HYDERABAD: Researchers from the Language Technologies Research Centre of the Indian International Institute of Information Technology-Hyderabad (IIIT-H), have made a first-of-its-kind attempt at semantic role labelling of Hindi-English code mixed tweets. With the mixing of languages, for example, Hindi and English have become Hinglish and this code-mixing gaining popularity in multi-lingual countries such as India, it has become imperative to develop code mixed data pool.
“The modern world of social media has lots of code-mixed languages. So if we want to do any parsing or analysis there, the first thing we have to do is handle the code-mixed data,” said Prof Dipti Misra Sarma, who along with her student Riya Pal, has been conducting research on semantic role labelling of Hinglish tweets.
Riya, a final-year dual degree student, says that semantic role labelling is used in any case that needs an accurate understanding of text before it is extracted. “Take the example of a chatbot. It needs to understand data first before extracting information from it.

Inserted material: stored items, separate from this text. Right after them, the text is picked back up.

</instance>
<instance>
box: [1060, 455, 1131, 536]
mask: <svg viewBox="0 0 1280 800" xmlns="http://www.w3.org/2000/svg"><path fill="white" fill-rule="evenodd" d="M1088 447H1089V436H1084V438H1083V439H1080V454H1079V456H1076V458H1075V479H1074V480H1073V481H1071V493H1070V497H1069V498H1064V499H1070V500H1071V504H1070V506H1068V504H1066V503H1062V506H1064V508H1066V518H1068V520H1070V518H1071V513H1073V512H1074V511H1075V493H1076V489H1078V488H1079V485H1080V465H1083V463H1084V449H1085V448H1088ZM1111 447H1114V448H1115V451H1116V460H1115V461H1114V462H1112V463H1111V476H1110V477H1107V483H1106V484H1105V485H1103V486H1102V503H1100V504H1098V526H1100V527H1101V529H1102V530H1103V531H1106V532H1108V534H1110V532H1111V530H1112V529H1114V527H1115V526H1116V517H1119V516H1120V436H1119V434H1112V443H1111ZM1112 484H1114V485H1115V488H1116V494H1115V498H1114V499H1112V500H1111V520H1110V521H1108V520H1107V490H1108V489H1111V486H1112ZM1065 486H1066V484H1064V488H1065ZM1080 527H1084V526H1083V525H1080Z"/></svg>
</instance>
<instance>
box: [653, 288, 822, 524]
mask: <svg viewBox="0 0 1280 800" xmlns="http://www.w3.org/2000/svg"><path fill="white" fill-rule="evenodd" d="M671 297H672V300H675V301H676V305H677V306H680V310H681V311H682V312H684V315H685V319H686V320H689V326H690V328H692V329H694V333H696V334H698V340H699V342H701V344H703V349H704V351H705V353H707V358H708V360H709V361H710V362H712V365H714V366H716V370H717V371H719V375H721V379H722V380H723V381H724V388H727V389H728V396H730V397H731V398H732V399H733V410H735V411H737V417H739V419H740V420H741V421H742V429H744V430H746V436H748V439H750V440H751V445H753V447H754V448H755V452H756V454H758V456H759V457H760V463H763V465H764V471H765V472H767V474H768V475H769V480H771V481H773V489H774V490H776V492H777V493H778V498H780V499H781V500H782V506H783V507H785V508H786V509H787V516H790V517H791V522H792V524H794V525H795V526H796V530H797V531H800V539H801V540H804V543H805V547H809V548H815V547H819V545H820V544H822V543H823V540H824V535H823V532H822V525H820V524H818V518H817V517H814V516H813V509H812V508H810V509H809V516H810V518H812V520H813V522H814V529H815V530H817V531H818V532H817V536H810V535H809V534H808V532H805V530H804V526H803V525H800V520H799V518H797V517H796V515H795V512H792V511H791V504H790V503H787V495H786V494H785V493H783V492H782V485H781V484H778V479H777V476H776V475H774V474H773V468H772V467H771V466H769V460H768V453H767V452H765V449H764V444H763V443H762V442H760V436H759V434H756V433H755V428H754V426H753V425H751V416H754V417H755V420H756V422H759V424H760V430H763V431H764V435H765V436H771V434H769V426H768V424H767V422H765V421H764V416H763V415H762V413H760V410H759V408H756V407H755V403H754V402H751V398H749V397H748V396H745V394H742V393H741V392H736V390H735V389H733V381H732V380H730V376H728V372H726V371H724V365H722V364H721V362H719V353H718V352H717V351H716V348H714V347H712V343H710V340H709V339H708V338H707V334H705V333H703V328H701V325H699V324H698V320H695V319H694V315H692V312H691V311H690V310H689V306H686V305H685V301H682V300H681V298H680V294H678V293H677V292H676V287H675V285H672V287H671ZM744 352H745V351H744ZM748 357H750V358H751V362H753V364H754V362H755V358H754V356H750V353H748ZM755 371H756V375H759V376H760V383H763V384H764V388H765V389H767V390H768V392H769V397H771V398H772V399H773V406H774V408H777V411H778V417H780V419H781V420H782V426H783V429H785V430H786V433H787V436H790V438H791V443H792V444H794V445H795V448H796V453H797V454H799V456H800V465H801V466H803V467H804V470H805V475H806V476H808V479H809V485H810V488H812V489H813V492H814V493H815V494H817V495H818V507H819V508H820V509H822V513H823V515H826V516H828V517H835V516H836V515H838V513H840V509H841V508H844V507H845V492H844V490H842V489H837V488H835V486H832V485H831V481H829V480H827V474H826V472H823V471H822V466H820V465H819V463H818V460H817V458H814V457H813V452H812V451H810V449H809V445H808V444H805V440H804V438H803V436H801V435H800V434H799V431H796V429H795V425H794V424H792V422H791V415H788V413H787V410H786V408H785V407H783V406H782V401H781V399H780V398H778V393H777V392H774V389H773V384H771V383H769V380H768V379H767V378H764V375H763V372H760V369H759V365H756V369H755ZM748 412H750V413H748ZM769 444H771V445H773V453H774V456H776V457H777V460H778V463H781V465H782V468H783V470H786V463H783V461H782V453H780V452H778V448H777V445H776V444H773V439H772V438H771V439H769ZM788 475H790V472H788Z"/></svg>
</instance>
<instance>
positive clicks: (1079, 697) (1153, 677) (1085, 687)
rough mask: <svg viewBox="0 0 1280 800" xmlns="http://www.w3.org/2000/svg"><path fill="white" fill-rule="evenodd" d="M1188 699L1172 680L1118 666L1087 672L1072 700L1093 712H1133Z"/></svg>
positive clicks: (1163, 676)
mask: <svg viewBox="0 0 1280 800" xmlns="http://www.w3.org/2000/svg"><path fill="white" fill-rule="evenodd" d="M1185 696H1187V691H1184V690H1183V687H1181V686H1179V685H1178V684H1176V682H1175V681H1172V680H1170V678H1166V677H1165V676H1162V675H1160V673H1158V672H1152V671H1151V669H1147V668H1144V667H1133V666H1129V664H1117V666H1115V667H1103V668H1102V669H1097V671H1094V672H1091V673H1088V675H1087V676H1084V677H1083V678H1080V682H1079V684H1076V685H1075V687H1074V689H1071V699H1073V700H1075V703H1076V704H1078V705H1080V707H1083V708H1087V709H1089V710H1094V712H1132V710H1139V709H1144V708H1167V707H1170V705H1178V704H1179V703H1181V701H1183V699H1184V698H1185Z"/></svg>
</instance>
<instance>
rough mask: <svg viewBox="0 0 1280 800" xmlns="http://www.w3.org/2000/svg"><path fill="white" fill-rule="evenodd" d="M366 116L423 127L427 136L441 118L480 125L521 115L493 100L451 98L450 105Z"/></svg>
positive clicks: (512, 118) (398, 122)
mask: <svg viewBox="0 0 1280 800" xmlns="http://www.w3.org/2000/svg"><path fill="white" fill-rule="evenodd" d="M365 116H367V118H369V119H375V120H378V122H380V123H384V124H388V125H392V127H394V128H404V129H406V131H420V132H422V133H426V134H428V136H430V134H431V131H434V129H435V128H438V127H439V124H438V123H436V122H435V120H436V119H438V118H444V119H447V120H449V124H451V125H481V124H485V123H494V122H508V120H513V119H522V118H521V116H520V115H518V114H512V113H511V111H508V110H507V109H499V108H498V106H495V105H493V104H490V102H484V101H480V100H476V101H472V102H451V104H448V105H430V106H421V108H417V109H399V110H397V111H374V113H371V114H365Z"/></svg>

Let’s say there is a sentence like, I go to school. For a machine to understand this, it extracts the action “go”, “who” is going and “where”. Thus, there are labels in that sentence,” she said. Riya has created a dataset for Hinglish where she labelled about 1,500 tweets manually. The next step is to create an automated tool using machine learning techniques that would do the same, thereby improving the accuracy of the model.